Konuyla ilgili, kendisi de Dersimli olan araştırmacı, yazar Doğan Munzuroğlu PİRHA’ya konuştu.

“DERSİM UZUN YILLAR OSMANLI DEVLETİNİN UĞRAŞTIĞI BİR COĞRAFYA”

Dersim’in dağlık ve ormanlık yapısı nedeniyle uzun yıllar Osmanlı Devleti’nin uğraştığı bir coğrafya olduğunu belirten Doğan Munzuroğlu, şu değerlendirmeyi yaptı:

“Orada yaşayan halkların, daha çok isyankar, özgürlüğüne düşkün insanlar olması nedeniyle, devlet de bir türlü uzun süre bu toplumla barışık yaşayamamış. Cumhuriyetin kurulmasıyla birlikte Dersim bir çıbanbaşı olarak nitelendirilmeye devam edilmiş ve Dersim hakkında onlarca rapor hazırlanmış. Osmanlı döneminden başlayarak, Cumhuriyet dönemine kadar birçok rapor hazırlanmış. Birçoğunun fikri de ‘Dersim tedip edilmeli, tenkit edilmeli, ıslah edilmeli, sürgün edilmeli’ gibi sonuçlara varmış.

4 Mayıs 1937’de Atatürk’ün huzurunda bir Bakanlar Kurulu kararı alınıyor.

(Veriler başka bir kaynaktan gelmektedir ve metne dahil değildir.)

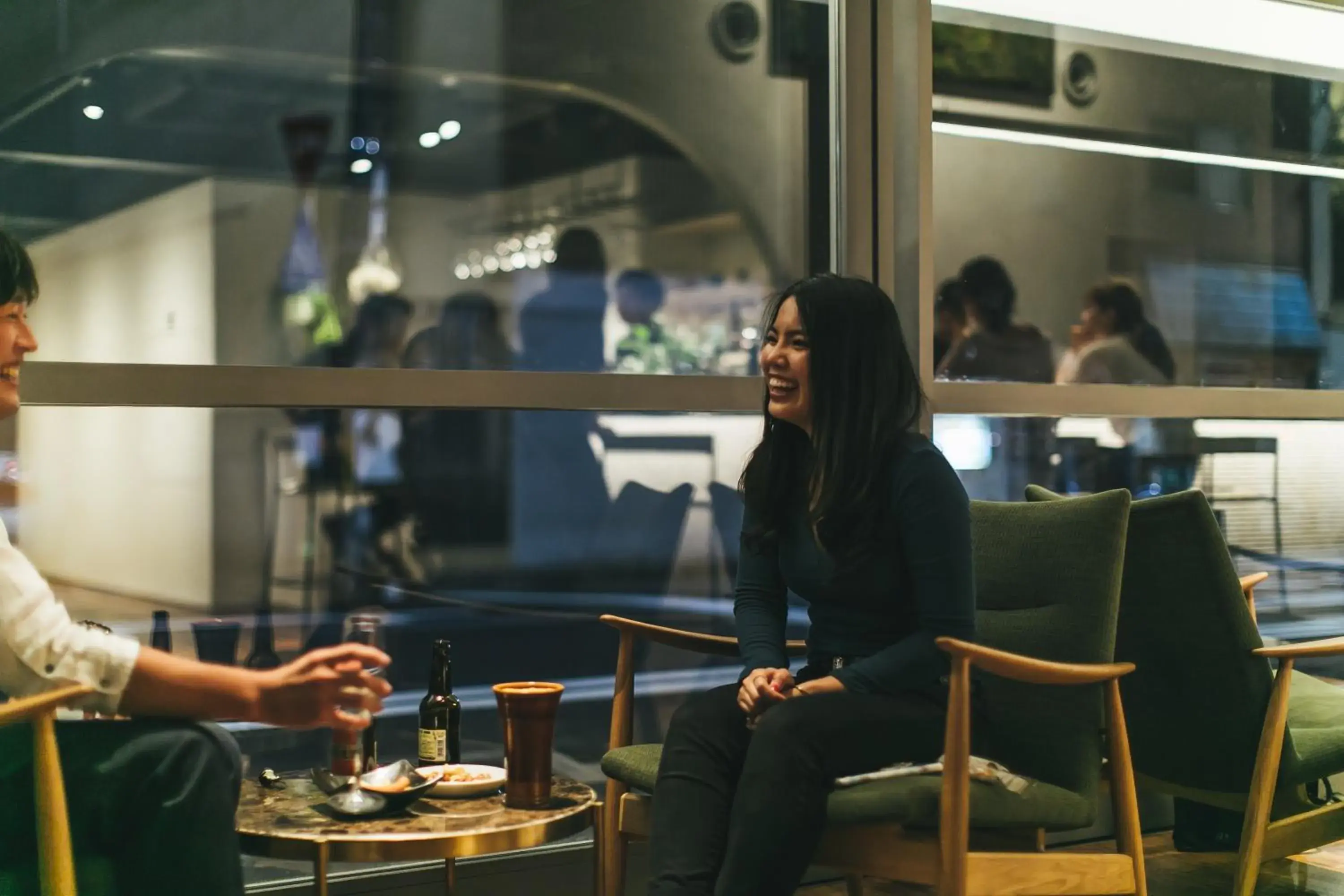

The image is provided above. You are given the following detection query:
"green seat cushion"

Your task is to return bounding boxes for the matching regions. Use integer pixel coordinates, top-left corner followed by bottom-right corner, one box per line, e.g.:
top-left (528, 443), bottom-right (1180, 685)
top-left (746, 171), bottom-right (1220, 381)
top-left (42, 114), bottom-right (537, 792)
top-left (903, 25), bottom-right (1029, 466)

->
top-left (602, 744), bottom-right (663, 794)
top-left (0, 856), bottom-right (117, 896)
top-left (602, 744), bottom-right (1094, 830)
top-left (1284, 670), bottom-right (1344, 784)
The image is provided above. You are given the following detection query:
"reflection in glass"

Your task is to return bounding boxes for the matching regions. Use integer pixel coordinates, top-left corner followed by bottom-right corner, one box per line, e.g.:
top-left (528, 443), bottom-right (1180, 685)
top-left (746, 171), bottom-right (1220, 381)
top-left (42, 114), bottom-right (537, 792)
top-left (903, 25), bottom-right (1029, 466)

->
top-left (0, 0), bottom-right (833, 374)
top-left (933, 5), bottom-right (1344, 388)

Bu defa bir sonuca varıyorlar. İsyan eden şahsiyetleri ya da ‘bizim tehlikeli olarak gördüğümüz şahsiyetleri öldürüp, gerisini yerinde bırakmak doğru değil’ diyorlar. Elden geldiğince suç işlemiş ya da devlete karşı suçlu olan kişileri yok edip geriye kalan halkı da başka bölgelere sürgün etmek gibi bir karara varıyorlar.

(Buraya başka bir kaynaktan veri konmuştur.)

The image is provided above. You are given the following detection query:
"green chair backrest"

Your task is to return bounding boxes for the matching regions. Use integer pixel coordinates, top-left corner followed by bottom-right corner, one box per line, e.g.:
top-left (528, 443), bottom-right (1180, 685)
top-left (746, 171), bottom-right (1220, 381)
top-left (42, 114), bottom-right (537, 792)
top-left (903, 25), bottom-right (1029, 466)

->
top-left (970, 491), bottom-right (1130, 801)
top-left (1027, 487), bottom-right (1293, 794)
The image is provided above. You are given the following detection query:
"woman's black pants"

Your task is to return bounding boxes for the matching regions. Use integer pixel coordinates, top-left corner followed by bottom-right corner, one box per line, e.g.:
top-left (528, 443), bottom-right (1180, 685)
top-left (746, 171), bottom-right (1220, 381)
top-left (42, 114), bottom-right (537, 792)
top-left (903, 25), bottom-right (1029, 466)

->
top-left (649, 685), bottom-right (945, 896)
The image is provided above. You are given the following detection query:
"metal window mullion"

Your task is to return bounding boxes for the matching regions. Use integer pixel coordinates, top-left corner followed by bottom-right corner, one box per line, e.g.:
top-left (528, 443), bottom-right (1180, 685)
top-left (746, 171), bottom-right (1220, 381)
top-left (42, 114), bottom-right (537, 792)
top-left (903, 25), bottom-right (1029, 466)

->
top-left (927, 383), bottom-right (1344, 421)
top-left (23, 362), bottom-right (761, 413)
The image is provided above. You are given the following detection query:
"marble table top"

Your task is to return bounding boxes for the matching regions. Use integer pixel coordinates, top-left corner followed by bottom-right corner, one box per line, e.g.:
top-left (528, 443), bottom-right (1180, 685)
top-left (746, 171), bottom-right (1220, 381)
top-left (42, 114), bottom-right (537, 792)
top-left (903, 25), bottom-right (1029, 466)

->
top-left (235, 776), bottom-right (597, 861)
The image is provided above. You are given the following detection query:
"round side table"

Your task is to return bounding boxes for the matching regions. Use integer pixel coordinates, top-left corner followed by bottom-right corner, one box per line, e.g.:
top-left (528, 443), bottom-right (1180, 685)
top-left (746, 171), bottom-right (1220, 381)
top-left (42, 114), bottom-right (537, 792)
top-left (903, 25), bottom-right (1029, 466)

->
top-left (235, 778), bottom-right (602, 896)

“CELAL BAYAR YÖNETİMİNDE TOPTAN YOK ETME SÜRECİ BAŞLATILDI”

Bu kararın sonunda da paraya acımaksızın içlerinde ne kadar kişi ajanlaştırılabilirse ajanlaştırılması, satın alınması kararı veriliyor. Bu karardan sonra Dersim’in fermanı imzalanmış oluyor ve daha sonra 1937’de İsmet Paşa’nın yönetiminde bir sefer düzenleniyor. Daha çok isyankar aşiretlere yönelik çeşitli müdahaleler oluyor ve savaşanlar öldürülüyor. Fakat bununla yetinilmiyor. 1938’de Celal Bayar’ın yönetiminde bu defa toptan yok etme gibi bir süreç başlatılıyor. Neredeyse canlı her varlığa ateş edilecek ya da toplu halde gaz serperek öldürme şeklinde ya da uçurumlardan atma yöntemiyle toplu katliam başlıyor. Daha sonra da sürgün süreci başlatılıyor. Geride kalan toplum, Türkiye’nin batı illerine sürgün ediliyor. Sürgünden 10 yıl sonra tekrar geriye dönüş için imkan veriliyor. Yasak kalkıyor ve geride kalan halk, tekrar coğrafyasına, dağlarına geri dönüyor.”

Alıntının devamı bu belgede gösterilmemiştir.